With complicated problems and complicated goals, these new optimization tools are best used when they identify a group of alternatives for the decision maker to select from rather than choosing a single alternative as best. There is a certain amount of understanding gained by building a model and playing around with its parameters. This understanding might be communicated through a sensitivity analysis, but in order to gain the full understanding of the system it is best for a decision-maker to get in and work with the model him or herself. Since a model has unclear goals, different modelers might build different models for the same problem based on their own assumptions and biases. It is better to supply a decision maker with results from a number of models instead of just one. When a modeler builds a complex model, a lot of knowledge can be gained through that development, but the complexities do not benefit the decision maker much. It is better that the developer takes what he or she learns from the process of building a complex model and uses that to build a more simple model to give to the decision maker. The process of building a model helps the modeler understand the situation much better than if the modeler were to try to pick up on a model that was built by another person. Since this is the case, it is not a bad idea for a new analyst to rebuild a model from scratch rather than build upon a model previously built.
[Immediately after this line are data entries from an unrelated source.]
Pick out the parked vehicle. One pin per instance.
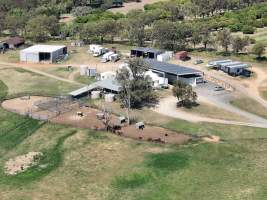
(218, 88)
(197, 62)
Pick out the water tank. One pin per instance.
(95, 94)
(83, 70)
(109, 98)
(91, 72)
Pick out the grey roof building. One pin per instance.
(145, 52)
(176, 72)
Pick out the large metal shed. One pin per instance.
(145, 52)
(176, 72)
(43, 53)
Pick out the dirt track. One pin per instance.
(167, 106)
(90, 120)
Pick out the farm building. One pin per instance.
(145, 52)
(13, 42)
(175, 72)
(236, 69)
(107, 75)
(43, 53)
(233, 68)
(107, 85)
(182, 55)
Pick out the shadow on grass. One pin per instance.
(51, 160)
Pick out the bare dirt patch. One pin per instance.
(87, 117)
(22, 163)
(155, 134)
(212, 139)
(23, 105)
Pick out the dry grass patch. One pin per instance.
(211, 111)
(22, 81)
(250, 105)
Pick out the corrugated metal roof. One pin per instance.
(146, 49)
(170, 68)
(109, 84)
(229, 64)
(14, 41)
(239, 66)
(43, 48)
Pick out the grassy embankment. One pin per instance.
(81, 164)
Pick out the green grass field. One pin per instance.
(21, 81)
(83, 164)
(251, 106)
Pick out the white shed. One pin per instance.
(43, 53)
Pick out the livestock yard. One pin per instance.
(55, 142)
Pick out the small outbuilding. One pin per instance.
(14, 42)
(43, 53)
(182, 55)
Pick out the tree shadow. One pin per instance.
(186, 104)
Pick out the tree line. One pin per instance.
(170, 25)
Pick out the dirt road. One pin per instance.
(167, 106)
(248, 87)
(14, 65)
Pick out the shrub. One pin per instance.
(258, 24)
(248, 29)
(252, 41)
(264, 21)
(235, 27)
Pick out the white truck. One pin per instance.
(96, 50)
(110, 56)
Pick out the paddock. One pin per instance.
(66, 111)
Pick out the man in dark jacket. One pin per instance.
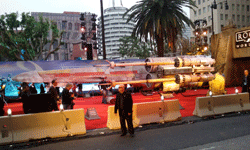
(33, 89)
(245, 82)
(54, 95)
(2, 100)
(67, 97)
(124, 103)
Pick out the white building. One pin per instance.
(238, 11)
(115, 28)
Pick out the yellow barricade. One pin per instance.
(203, 106)
(244, 101)
(113, 121)
(5, 130)
(50, 124)
(149, 112)
(171, 110)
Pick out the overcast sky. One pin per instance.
(59, 6)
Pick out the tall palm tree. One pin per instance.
(160, 20)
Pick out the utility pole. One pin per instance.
(103, 33)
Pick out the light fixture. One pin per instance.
(9, 112)
(210, 93)
(61, 107)
(162, 98)
(236, 91)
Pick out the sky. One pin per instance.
(59, 6)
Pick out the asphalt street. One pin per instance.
(223, 133)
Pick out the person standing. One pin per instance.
(25, 99)
(245, 82)
(54, 96)
(33, 89)
(124, 103)
(67, 97)
(2, 92)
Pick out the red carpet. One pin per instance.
(187, 100)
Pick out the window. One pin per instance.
(204, 9)
(238, 7)
(70, 26)
(233, 6)
(226, 16)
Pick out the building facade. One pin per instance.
(115, 28)
(238, 12)
(68, 22)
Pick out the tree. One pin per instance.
(133, 47)
(159, 20)
(26, 39)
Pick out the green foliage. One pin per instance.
(133, 47)
(159, 20)
(27, 34)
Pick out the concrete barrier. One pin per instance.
(46, 125)
(113, 121)
(226, 103)
(221, 104)
(203, 106)
(171, 110)
(5, 130)
(149, 112)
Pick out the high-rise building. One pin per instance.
(238, 12)
(68, 22)
(115, 27)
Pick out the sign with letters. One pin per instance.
(242, 39)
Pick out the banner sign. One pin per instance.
(242, 39)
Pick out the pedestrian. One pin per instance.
(67, 97)
(2, 91)
(245, 82)
(25, 99)
(124, 104)
(54, 96)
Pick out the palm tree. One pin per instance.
(159, 20)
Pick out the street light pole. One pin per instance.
(103, 36)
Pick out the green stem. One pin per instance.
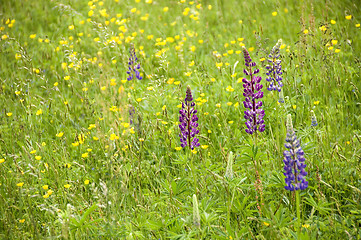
(298, 209)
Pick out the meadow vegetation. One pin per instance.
(88, 152)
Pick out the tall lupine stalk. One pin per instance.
(294, 160)
(274, 69)
(254, 114)
(294, 167)
(188, 126)
(133, 65)
(252, 92)
(188, 122)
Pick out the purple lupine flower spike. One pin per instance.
(252, 92)
(133, 66)
(294, 160)
(188, 122)
(274, 69)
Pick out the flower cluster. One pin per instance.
(188, 122)
(313, 119)
(133, 66)
(252, 92)
(294, 160)
(274, 68)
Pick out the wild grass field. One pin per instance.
(93, 149)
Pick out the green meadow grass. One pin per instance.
(75, 164)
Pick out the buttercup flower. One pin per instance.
(133, 66)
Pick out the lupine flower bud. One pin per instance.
(133, 66)
(281, 98)
(313, 119)
(294, 160)
(188, 122)
(196, 216)
(274, 73)
(252, 92)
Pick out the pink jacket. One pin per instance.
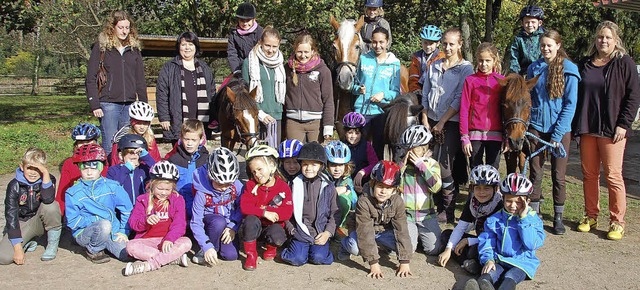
(178, 227)
(480, 108)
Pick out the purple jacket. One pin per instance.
(210, 201)
(138, 219)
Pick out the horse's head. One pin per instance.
(516, 108)
(346, 47)
(245, 114)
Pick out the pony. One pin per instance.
(237, 113)
(401, 113)
(515, 98)
(347, 46)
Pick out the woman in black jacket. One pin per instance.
(608, 99)
(118, 49)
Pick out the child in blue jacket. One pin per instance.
(507, 247)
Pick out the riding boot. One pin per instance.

In conclusion, the article wishes that modelers are aware of when and how modeling tools can appropriately be applied to public-sector decision-making.

Discussion:
This paper does the important work of informing modelers to be wary of trying to model complex public-sector problems with the expectation that they can find a single optimum solution. This paper was fairly short in length and did not cover in depth actual cases where public-sector modeling struggled to find answers. The article would’ve been strengthened if the author had delved into the details of the river basin quality management issues that modelers have faced in the past.

If this were my research, it would be interesting to experiment with giving a complicated model to different modelers and see the differences in the models they produce. Also, as further research I may outline in a paper the methodology behind providing a range of alternatives rather than selecting an optimum, since this is in line with my interests in systems research.
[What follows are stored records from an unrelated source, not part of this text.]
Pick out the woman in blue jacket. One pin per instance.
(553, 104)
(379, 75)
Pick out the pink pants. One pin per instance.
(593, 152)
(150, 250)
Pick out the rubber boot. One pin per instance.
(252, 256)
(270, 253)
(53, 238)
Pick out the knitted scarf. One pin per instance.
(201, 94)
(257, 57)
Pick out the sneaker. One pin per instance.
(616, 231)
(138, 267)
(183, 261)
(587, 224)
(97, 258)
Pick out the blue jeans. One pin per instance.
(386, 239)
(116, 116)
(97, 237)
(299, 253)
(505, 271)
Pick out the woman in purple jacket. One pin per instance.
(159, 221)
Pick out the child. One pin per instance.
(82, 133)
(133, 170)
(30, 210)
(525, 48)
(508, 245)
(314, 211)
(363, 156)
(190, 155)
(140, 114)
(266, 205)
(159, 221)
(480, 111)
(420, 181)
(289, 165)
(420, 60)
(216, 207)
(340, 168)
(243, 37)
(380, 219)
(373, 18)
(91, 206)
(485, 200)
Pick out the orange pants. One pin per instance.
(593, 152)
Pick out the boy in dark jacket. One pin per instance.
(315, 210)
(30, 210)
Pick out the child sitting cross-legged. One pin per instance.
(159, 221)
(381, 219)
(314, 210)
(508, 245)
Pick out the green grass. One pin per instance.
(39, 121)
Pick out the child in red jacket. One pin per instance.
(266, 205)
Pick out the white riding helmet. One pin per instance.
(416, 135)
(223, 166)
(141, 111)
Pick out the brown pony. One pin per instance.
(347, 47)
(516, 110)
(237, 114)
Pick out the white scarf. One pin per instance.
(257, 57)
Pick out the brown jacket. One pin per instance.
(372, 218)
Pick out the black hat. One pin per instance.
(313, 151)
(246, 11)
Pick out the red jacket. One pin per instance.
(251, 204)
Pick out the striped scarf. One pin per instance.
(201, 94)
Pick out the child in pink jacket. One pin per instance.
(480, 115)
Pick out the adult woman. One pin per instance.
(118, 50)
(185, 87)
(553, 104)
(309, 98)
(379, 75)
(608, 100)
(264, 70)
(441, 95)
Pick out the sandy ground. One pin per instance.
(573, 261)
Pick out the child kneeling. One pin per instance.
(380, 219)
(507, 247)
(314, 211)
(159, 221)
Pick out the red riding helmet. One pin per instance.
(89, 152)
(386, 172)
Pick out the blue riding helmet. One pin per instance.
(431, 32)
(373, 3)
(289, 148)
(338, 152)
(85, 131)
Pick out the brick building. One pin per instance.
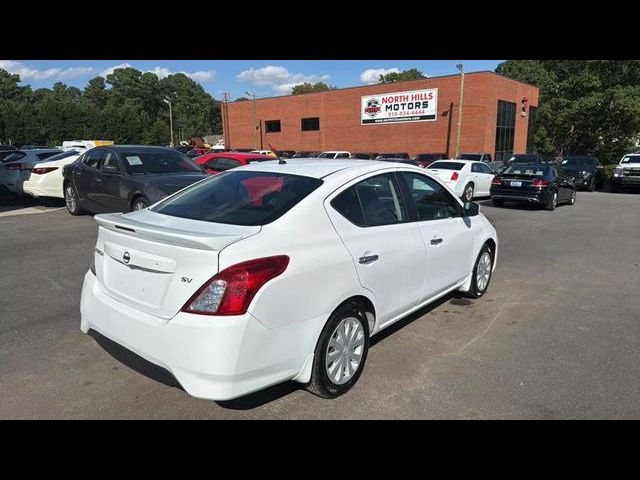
(420, 116)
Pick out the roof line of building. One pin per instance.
(395, 83)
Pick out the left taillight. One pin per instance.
(540, 183)
(230, 292)
(43, 170)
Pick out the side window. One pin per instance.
(432, 200)
(92, 158)
(111, 159)
(486, 169)
(348, 205)
(227, 164)
(381, 200)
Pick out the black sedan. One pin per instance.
(540, 184)
(586, 171)
(124, 178)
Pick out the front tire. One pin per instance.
(553, 203)
(72, 200)
(481, 275)
(341, 352)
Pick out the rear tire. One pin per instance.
(72, 200)
(335, 369)
(553, 203)
(481, 275)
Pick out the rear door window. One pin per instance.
(92, 158)
(432, 200)
(348, 205)
(381, 200)
(240, 197)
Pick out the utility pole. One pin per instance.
(170, 119)
(461, 68)
(255, 120)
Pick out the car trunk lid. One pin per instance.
(156, 262)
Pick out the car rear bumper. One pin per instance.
(629, 180)
(217, 358)
(543, 196)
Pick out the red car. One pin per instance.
(219, 162)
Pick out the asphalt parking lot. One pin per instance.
(556, 336)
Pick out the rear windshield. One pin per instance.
(530, 170)
(579, 162)
(631, 159)
(471, 156)
(14, 156)
(446, 165)
(59, 156)
(140, 163)
(45, 155)
(240, 198)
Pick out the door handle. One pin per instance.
(368, 259)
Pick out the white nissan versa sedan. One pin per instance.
(281, 270)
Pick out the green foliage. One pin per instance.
(585, 106)
(404, 76)
(126, 107)
(311, 88)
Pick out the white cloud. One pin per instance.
(26, 73)
(278, 78)
(372, 75)
(163, 72)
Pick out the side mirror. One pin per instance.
(110, 169)
(471, 209)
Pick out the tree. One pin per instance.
(311, 88)
(404, 76)
(585, 106)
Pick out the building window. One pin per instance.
(310, 124)
(272, 126)
(505, 130)
(531, 130)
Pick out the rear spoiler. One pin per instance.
(181, 238)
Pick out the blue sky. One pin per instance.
(264, 77)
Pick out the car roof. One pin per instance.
(235, 155)
(319, 168)
(138, 148)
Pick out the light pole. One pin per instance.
(170, 119)
(255, 120)
(460, 67)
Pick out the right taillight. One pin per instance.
(540, 183)
(230, 292)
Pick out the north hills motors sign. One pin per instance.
(413, 106)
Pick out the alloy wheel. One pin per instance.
(483, 272)
(344, 351)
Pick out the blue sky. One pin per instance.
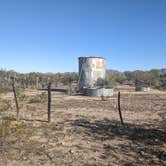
(50, 35)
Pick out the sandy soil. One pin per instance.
(86, 131)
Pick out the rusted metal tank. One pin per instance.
(90, 70)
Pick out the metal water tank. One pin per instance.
(90, 70)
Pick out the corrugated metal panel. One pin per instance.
(90, 69)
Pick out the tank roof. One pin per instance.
(92, 57)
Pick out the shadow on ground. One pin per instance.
(106, 130)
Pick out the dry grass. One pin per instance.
(87, 131)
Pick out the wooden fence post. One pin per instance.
(119, 109)
(15, 96)
(49, 102)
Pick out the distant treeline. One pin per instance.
(153, 78)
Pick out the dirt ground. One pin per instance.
(86, 131)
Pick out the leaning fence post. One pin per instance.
(15, 96)
(119, 109)
(49, 102)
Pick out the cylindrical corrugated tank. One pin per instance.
(90, 70)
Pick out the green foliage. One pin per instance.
(39, 98)
(5, 105)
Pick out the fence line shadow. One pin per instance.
(106, 129)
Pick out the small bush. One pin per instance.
(5, 105)
(40, 98)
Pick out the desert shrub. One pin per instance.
(5, 105)
(5, 124)
(39, 98)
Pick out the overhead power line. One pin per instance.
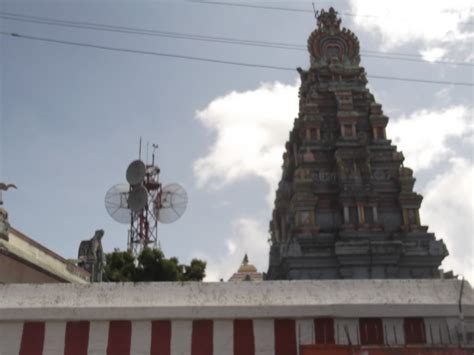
(214, 39)
(210, 60)
(290, 9)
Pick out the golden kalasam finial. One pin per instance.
(5, 187)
Wednesday, January 21, 2009

Assignment #0

My name is Michelle Hollingsworth.


I am enrolled in CVEN665 because I enjoy systems thinking in a Water Resources context and I'd like to improve upon my ability to take real-world systems and put it in programming terms. Most people will have models of systems in their minds but it requires a developed skill to recognize a system and translate it into mathematical terms. I'm looking forward to the class project as an opportunity to practice model formulation and evaluation of that model.


Critical thinking is when we question the model we have of a system, analyze why the system behaves and interacts in the manner that it does, and through that we should expand our thinking to all possibilities of behavior and interactions, evaluate the quality of those possibilities, and then redefine our new system with our new more reliable model.